Please note the precalculus tag.
Best Answer
Jakobian gave a very good hint. I am giving somewhat sharper bounds for $x_n$. Note that the OP incorrectly used the Cauchy–Bunyakovsky–Schwarz inequality. Indeed, when applied correctly, we get $$\sqrt{n}\left(x_n+\sqrt{n}\right)=\sqrt{\sum_{k=1}^n1^2}\sqrt{\sum_{k=1}^n\left(\frac{k+1}{k}\right)^2}\geq \sum_{k=1}^n1\cdot\left(\frac{k+1}{k}\right)=n+H_n,$$ where $H_n=\sum_{k=1}^n\frac1k$ is the $n$th harmonic number. That is, $$x_n\geq \frac{H_n}{\sqrt{n}}.$$
For the upper bound, the OP got $$x_n=\frac{\sum_{k=1}^n \frac{1}{k^2}+2H_n}{\sqrt{\sum_{k=1}^n\left(\frac{k+1}{k}\right)^2}+\sqrt{n}}.$$ We can show that $\sum_{k=1}^n\frac{1}{k^2}$ is bounded above by $2$ via $$\sum_{k=1}^n\frac{1}{k^2}<1+\sum_{k=2}^n\frac{1}{k(k-1)}=1+\left(1-\frac{1}{n}\right)<2.$$ However, a sharper upper bound is $\sum_{k=1}^n\frac{1}{k^2}<\zeta(2)=\frac{\pi^2}{6}$. Also, $$\sum_{k=1}^n\left(\frac{k+1}{k}\right)^2\geq \sum_{k=1}^n1^2=n.$$ This proves that $$x_n<\frac{\frac{\pi^2}{6}+2H_n}{\sqrt{n}+\sqrt{n}}=\frac{H_n}{\sqrt{n}}+\frac{\pi^2}{6}\left(\frac{1}{2\sqrt{n}}\right).$$ (You can replace $\frac{\pi^2}{6}$ by $2$ if you want a precalculus solution.)
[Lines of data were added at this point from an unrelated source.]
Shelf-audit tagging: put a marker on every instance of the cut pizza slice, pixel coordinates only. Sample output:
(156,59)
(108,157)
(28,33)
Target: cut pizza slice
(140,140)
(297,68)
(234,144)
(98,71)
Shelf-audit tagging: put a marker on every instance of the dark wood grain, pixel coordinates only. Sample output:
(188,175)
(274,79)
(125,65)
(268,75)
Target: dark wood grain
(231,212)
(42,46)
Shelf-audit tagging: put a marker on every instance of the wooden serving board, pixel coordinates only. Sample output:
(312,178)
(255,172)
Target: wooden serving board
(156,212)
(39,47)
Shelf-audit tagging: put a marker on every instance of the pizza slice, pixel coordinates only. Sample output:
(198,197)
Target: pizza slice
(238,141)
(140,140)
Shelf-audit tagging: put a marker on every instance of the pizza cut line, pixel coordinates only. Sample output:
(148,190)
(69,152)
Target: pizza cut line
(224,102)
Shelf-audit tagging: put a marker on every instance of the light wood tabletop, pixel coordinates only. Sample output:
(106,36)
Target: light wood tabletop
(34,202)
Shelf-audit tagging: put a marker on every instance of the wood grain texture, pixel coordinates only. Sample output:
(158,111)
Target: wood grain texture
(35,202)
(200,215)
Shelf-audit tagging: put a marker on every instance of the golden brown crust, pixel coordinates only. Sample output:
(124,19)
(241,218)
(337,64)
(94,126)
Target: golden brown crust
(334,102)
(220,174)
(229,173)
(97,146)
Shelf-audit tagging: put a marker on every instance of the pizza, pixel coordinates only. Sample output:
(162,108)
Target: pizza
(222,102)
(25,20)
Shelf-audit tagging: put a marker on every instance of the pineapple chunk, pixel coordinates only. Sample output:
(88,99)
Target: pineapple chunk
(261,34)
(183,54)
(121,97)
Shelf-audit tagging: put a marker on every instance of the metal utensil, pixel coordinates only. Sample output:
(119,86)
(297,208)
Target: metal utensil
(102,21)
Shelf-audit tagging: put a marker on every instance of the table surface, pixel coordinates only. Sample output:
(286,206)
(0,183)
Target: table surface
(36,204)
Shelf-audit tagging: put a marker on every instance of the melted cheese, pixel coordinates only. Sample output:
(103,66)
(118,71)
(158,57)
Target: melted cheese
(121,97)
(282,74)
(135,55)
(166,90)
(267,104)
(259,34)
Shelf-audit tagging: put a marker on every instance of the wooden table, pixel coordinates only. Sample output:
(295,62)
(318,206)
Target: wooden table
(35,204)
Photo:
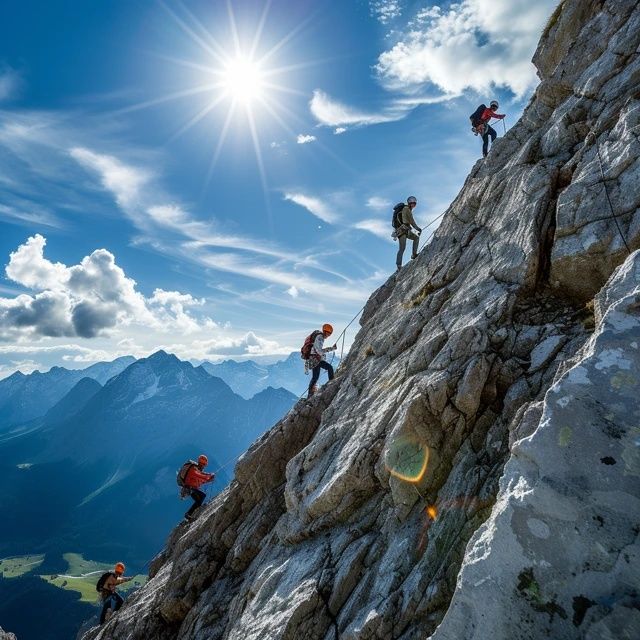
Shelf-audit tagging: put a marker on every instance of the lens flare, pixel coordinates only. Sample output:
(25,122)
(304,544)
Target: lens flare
(407,459)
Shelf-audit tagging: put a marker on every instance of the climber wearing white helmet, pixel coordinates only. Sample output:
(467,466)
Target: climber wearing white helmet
(403,231)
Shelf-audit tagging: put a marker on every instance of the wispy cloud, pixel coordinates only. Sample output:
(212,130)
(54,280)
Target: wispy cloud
(10,82)
(305,139)
(377,227)
(332,113)
(125,182)
(386,10)
(19,216)
(313,205)
(376,202)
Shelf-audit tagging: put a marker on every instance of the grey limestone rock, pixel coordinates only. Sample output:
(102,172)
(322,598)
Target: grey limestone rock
(472,471)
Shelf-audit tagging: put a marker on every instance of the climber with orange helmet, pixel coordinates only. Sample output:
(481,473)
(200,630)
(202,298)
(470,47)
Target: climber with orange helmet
(480,119)
(194,478)
(316,356)
(106,586)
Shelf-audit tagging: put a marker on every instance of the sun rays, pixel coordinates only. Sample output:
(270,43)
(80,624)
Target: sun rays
(234,82)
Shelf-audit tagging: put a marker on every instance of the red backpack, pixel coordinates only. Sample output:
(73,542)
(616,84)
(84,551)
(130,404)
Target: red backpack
(182,473)
(305,352)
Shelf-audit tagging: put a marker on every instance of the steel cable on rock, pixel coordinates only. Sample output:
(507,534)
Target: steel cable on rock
(606,191)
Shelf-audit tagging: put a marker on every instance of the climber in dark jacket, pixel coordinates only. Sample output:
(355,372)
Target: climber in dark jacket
(485,129)
(317,360)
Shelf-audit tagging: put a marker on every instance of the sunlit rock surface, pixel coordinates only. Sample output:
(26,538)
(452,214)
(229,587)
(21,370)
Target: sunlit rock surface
(456,479)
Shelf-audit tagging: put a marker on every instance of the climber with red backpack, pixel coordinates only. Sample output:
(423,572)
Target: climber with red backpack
(313,352)
(480,119)
(190,478)
(106,587)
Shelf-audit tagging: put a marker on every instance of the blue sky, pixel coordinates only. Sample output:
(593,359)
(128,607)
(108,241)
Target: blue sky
(216,178)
That is, we have $$\frac{H_n}{\sqrt{n}}\leq x_n<\frac{H_n}{\sqrt{n}}+\frac{\pi^2}{6}\left(\frac{1}{2\sqrt{n}}\right).$$ So, $x_n$ has the asymptotic behavior of $\frac{H_n}{\sqrt{n}}\approx \frac{\ln n}{\sqrt{n}}$. But to show that $x_n$ is bounded, we don't need to know that $H_n\approx \ln n$ (well, to be even more precise, $H_n\approx \gamma+\ln n$, where $\gamma$ is the Euler–Mascheroni constant). Clearly, $$\frac{\pi^2}{6}\left(\frac{1}{2\sqrt{n}}\right)\leq \frac{\pi^2}{6}\left(\frac{1}{2}\right).$$ Furthermore, $$H_n=\sum_{k=1}^n\frac{1}{k}\leq \sum_{k=1}^n\frac{1}{\sqrt{k}}<\sum_{k=1}^n\frac{2}{\sqrt{k}+\sqrt{k-1}}=2\sum_{k=1}^n(\sqrt{k}-\sqrt{k-1})=2\sqrt{n}.$$ Hence, $$x_n<\frac{2\sqrt{n}}{\sqrt{n}}+\frac{\pi^2}{6}\left(\frac{1}{2}\right)=2+\frac{\pi^2}{6}\left(\frac{1}{2}\right)<\infty.$$ Again, replace $\frac{\pi^2}{6}$ by $2$ if you don't want any non-precalculus knowledge in the proof. So, you would get $x_n<3$ for all $n$.